As reported by the Payson Roundup, Payson School Board President Rory Huff was quoted as saying at a school board meeting, “Not everybody goes to college. I don’t want us to gear our whole program to college because only 20 percent are going.” Evidently his statement was in response to a presentation on students not being able to take “vocational” courses under the implemented six period day at Payson High School.
If accurate, this should be shocking news for the community.
Payson High School would be well below national norms. The good news is that Mr. Huff’s statement is not true. Per PHS guidance statistics, close to 20 percent of PHS graduates receive scholarships for advanced schooling. Approximately 25 percent of PHS graduates attend a four-year university and around 40 percent of the remaining graduates attend community college or attend technical schools for advanced training. If one includes the number of students that join the armed forces and receive career and technical training the percentage receiving advanced schooling is over 70 percent.

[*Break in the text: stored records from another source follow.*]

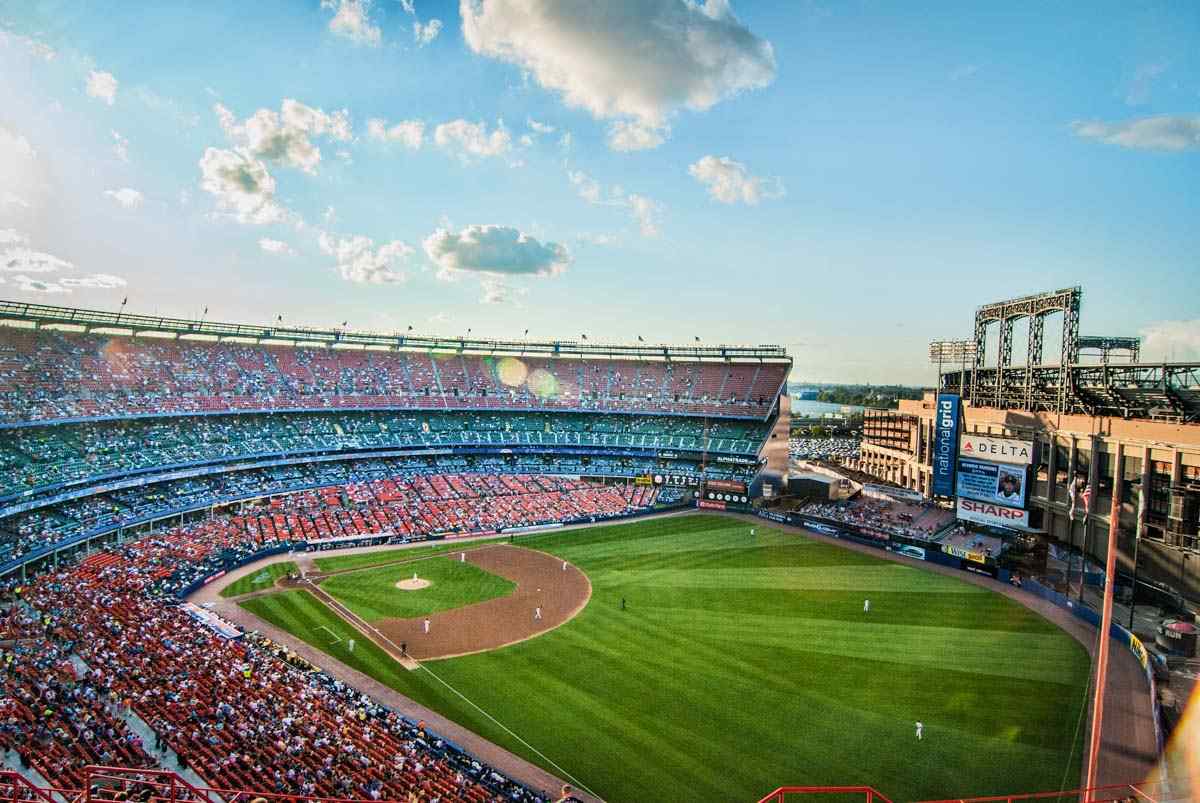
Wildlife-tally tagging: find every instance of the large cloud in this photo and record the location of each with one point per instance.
(1167, 132)
(360, 261)
(1171, 340)
(496, 250)
(731, 183)
(285, 137)
(624, 59)
(352, 21)
(241, 186)
(102, 85)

If Mr. Huff had any knowledge about career and technical education (CTE) at the high school level, he would know that the Arizona model calls for training at the high school level and advanced training at community colleges or other institutions. It is often referred to as the 4 + 2 model. The stated mission of the CTE programs at the state level is: Prepare Arizona students for work-force success and continuous learning. The key is continuous learning, which typically requires advanced training. Either Mr. Huff is uniformed about current education issues or creating phony statistics in an attempt to embarrass the previous administration. Based on Mr. Huff’s comment one can conclude that at least 20 percent of the PUSD Board is out of touch with current school reality.